To any honest observer, it should be pretty apparent: Americans are voicing their support for Trump, not in response to questionable polls or more questionable CNN stories, but in the only way that really matters: with their wallets. A 54,350,100-percent increase in sales overnight for a performer who did nothing more than wear an allegedly pro-Trump dress to the decidedly anti-Trump Grammys says a lot more about American sentiment than a poorly sampled poll by a dying institution.
Trump's election to the presidency shined a bright, unblockable light into the darkest corners of America's media and polling crisis because it came in spite of almost universal polling and subsequent reporting that a Trump win was a statistical impossibility. Hillary Clinton's victory, according to nearly every major poll and news outlet, was all but assured.

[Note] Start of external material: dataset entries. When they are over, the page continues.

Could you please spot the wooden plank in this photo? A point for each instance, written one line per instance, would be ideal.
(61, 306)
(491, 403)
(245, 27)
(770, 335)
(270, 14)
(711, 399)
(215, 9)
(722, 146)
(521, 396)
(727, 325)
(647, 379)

Apparently, nothing has changed. These antiquated institutions have learned nothing from their epic failures, and worse, they're working furiously to make sure Americans learn nothing from their epic failures. Pollsters are persisting in their claim to be America's voice, a claim loudly reinforced by CNN and the like, especially when it sounds damaging to Trump. Americans' money says something entirely different, and though it is perfectly captured in this picture, it doesn't take a thousand words to say it. It takes only four: CNN is fake news.